The Night Wire
"The Night Wire" is a short story by H. F. Arnold. It was first published in Weird Tales in September 1926.
Plot summary
The narrator, Jim, is working overnight in a news bureau in a skyscraper in an unspecified Western seaport town, where he and his colleague John Morgan are transcribing stories transmitted from a wire service over a telegraph via Morse code. Morgan - known to his co-workers as a "double man" due to his ability to type out two stories simultaneously without error - complains of feeling tired, then of the room being stuffy. Throughout the night, Jim sorts through the stories Morgan has transcribed. These include a series of dispatches from Chicago over the second wire concerning "Xebico", a city Jim has never heard of before.The first dispatch announces that an unusually heavy and impenetrable fog had settled over Xebico at 4 PM the previous day, stopping traffic, and is growing heavier.
The second set of dispatches state that the fog has continued to grow, shrouding the town in darkness and emitting a "sickly" odor. They include an account from a sexton who claims that the fog originated from a village graveyard. The sexton claims to have seen something moving in the midst of the fog; as he fled, he heard screams from the homes next to the graveyard. A rescue party has been dispatched to investigate.
The third dispatch states that the rescue party has failed to return, and a larger party has been sent after them. The fog has continued to grow thicker, with an odor of decay. Cries are heard from the outskirts of the city.
After reading the third dispatch, Jim looks out of the window of the skyscraper, imagining that he sees a faint trace of fog below.
The fourth and final dispatch states that neither rescue party has returned, and that the author of the dispatches is cut off. The author speculates that the cries they hear are the death cries of the residents of Xebico, and notes they are growing closer to the center. As the fog reaches the city center, the author of the dispatch - looking down on the streets from a room on the thirteenth floor - states "The fog is not simply vapor -- it lives! By the side of each moaning and weeping human is a companion figure, an aura of strange and vari-colored hues The prone and writhing bodies have been stripped of their clothing. They are being consumed -- piecemeal." The author then states that "The whole sky is in flames. Colors as yet unseen by man or demon. As I look, they are swinging closer and closer, a million miles at each jump. The lights are coming closer. They are all around me. I am enveloped. I..."

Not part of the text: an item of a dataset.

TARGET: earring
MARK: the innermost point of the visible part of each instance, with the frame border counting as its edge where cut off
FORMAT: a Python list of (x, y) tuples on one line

After the dispatch terminates abruptly, Jim contacts Chicago, who advise that they have not transmitted any messages that night. Assuming that they have been hoaxed, Jim shakes Morgan, only to find that "His body was quite cold. Morgan had been dead for hours." Jim wonders "Could it be that his sensitized brain and automatic fingers had continued to record impressions even after the end?"
The story closes with Jim vowing never again to work overnight for the news bureau. Jim notes that Xebico does not appear in the atlas, stating "Whatever it was that killed John Morgan will forever remain a mystery."